Today, March 28, the regulators announced what many have been anticipating. The Agencies issued a press release indicating they intend to rescind the 2023 CRA rule. This is a good thing because the 2023 CRA rule was filled with some very bad ideas, including unrealistic assessment areas, the omission of loans important to the community, and an unbelievably complex performance rating system.
This does not mean that the legacy rule doesn't need some improvements that will benefit everyone. All regulatory compliance officers should consider submitting testimony in response to the NPR when it is announced, about the incredible burdens imposed by the 2023 CRA rule, because it will be important to counter the adverse publicity that the mainstream media is likely to use to characterize this decision. Leftwing activists will scream about how the rescission will hurt consumers and small businesses (even though it doesn't).

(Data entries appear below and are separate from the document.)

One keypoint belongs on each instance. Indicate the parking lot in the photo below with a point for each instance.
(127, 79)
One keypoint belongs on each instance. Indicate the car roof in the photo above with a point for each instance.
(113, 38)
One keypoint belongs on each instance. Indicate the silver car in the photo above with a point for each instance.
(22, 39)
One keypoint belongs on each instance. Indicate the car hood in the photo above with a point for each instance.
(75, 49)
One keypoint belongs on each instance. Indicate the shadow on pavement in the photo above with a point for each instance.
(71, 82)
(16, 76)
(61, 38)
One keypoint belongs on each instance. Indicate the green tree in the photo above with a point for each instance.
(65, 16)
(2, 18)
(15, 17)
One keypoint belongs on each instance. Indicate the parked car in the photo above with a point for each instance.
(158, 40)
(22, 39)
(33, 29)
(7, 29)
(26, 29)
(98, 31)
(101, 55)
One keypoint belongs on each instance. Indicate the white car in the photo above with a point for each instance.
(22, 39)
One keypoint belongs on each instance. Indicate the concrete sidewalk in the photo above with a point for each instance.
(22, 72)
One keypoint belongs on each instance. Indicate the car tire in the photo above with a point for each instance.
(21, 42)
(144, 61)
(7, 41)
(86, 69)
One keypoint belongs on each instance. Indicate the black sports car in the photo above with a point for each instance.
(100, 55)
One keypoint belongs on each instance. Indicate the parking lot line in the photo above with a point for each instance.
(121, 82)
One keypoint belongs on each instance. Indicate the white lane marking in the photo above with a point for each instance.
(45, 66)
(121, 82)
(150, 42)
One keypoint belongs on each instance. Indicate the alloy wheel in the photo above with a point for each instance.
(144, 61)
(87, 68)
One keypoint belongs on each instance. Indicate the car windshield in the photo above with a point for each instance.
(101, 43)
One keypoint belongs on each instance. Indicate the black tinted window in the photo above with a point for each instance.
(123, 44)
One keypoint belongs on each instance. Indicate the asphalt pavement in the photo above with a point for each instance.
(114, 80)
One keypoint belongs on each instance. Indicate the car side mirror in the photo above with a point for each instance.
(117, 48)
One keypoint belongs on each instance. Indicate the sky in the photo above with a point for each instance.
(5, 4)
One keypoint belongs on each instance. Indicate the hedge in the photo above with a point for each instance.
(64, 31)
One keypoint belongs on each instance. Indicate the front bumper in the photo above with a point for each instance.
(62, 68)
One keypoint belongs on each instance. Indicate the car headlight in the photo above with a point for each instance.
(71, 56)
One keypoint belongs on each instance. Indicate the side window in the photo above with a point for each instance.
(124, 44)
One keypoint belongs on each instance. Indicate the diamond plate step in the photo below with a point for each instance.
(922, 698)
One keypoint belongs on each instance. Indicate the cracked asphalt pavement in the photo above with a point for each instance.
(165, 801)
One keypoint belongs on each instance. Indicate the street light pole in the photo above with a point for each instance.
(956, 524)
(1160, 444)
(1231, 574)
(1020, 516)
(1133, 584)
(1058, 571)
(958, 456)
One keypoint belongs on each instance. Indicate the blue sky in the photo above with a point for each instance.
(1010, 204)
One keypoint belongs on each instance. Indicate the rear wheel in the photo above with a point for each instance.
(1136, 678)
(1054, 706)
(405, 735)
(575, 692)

At the same time, bankers may want to put forward ideas about how the CRA can be improved with minimal tweaks for everyone's benefit. For example, I like the idea of a performance rating system that removes any doubt about what is needed to ensure satisfactory performance. In the next few weeks I intend to publish articles about what was bad in the 2023 CRA and what simple tweaks could be done to improve the legacy CRA.
By the way, Section 1071 is still in effect and will have implications for the CRA, even the legacy CRA, when it is restored. More about that in future articles.
So it may be time for some celebration by bankers, but don't let your guard down. As Yogi Berra said "It ain't over till it's over".